Syndicate content

Do Conditions Moderate the Effects of Cash Transfer Programs? Preliminary Findings from a Systematic Review

Berk Ozler's picture

Last week, I talked about the difficulty of categorizing cash transfer programs neatly into bins of unconditional (UCT) and conditional (CCT) ones. Afterwards, one of the comments gently chastised me for being overly optimistic of thinking about these programs as being in a continuum of intensity of the conditions rather than in a multi-dimensional design space. I agreed, but also got to thinking. Should we give up so easily? Isn’t there any value in something that may be a simplification of the true world but is still an improvement over the current state?

Just to remind you what we’re talking about, in the current state of the world, we’re calling similar programs different things: like there are many shades of grey that we’re forced to call either black or white. For example, Honduras’ CCT program, PRAF-II, has enrollment conditions and not much else; Ecuador’s UCT program, BDH, was conceived as a CCT, advertised as such for a while, conducted social marketing campaigns about the value of investing in children’s education, but never monitored school participation or penalized for the lack of it. If we pool many programs like these, categorize them as either CCTs or UCTs, and, say, don’t find any differences in schooling impacts between the two groups, is it because there really is no difference or because our categories are too noisy.

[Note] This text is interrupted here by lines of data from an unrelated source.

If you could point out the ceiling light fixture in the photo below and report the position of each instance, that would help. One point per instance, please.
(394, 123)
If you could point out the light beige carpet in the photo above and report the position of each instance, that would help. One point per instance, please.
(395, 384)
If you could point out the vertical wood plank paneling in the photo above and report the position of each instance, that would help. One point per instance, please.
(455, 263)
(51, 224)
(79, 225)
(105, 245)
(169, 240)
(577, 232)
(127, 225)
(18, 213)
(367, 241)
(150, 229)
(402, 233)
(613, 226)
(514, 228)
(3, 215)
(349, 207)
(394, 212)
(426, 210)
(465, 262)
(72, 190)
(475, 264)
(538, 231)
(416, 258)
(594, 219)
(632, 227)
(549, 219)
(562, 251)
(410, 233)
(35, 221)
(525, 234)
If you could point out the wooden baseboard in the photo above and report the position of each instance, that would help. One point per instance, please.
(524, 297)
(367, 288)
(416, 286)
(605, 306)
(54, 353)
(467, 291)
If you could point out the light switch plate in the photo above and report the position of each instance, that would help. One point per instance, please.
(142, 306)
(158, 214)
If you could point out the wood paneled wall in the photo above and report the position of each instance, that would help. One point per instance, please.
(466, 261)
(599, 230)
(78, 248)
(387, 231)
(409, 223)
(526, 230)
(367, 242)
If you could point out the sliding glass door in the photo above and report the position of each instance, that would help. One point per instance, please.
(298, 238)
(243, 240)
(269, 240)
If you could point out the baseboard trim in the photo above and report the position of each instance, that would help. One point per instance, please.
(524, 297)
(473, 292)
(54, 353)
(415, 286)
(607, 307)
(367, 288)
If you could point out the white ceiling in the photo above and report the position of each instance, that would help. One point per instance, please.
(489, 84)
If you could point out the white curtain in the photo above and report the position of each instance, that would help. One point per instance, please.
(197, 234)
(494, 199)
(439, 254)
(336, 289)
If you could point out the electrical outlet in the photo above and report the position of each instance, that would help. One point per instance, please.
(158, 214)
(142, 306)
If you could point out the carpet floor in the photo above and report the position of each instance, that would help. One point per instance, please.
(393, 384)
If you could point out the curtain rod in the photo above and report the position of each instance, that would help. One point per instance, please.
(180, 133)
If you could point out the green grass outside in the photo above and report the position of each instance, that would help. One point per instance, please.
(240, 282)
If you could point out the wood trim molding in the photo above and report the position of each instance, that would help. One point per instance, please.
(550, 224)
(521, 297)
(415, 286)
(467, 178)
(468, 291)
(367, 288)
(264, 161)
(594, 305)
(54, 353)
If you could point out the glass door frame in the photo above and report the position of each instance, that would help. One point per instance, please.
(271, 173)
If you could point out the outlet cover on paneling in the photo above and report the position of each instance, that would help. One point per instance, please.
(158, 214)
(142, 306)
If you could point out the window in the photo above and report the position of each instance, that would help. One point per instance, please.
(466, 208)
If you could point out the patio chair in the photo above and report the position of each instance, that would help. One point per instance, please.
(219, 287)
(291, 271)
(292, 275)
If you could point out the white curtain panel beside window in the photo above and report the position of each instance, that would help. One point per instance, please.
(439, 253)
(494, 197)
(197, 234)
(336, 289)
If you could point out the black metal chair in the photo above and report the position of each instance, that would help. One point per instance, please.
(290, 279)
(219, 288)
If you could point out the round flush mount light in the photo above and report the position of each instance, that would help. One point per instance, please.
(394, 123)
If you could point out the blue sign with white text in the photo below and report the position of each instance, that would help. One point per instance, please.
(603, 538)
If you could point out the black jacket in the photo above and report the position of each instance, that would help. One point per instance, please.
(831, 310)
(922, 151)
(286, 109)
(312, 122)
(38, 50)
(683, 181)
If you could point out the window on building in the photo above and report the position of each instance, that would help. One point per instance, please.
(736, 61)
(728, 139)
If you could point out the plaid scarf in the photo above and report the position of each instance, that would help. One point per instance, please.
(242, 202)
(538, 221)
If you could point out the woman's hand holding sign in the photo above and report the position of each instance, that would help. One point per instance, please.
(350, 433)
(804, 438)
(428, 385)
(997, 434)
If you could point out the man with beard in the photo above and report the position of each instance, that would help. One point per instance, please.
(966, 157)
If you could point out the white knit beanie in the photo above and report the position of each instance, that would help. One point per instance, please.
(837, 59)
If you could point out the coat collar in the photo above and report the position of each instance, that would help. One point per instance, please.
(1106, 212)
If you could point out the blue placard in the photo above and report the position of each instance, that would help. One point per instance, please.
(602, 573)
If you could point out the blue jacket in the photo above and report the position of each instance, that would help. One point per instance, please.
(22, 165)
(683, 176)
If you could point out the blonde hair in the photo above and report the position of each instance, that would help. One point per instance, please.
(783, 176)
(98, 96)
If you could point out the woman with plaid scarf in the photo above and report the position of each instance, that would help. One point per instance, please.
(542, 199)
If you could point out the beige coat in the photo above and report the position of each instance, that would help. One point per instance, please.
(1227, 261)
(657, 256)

For a Systematic Review we’re conducting for Campbell Collaboration (funded by AUSAid through 3ie) on the relative effectiveness of CCTs and UCTs on schooling outcomes (with Sarah Baird, Francisco Ferreira, Michael Woolcock), we have systematically searched all studies that can be categorized as CCTs or UCTs (the review should hopefully be out soon – Sarah is presenting preliminary findings at Campbell Collaboration’s Colloquium in Chicago later this week). In the study protocol that was published last year, we had proposed to conduct moderator analysis using a set of variables, such as transfer size, identity of the recipient, frequency of transfers, and the degree/extent of monitoring (a moderator is defined as a variable that affects the direction and strength of the relationship between an intervention and the outcome). Accordingly, we had even coded a binary variable (only among the so-called CCT programs) for whether conditions were monitored or not. However, after the exchange on last week’s post, and able to see things a bit more clearly, we put our thinking caps back on: could we categorize all programs, and not just the CCTs, in order of the intensity of schooling conditionalities imposed by the administrators? In other words, could we turn this multi-dimensional design space (of incentives, nudges, social marketing, monitoring, enforcing, etc.) into a linear space and rank cash transfer programs from having nothing to do with schooling at one end to those with explicit conditions that are monitored and enforced at the other?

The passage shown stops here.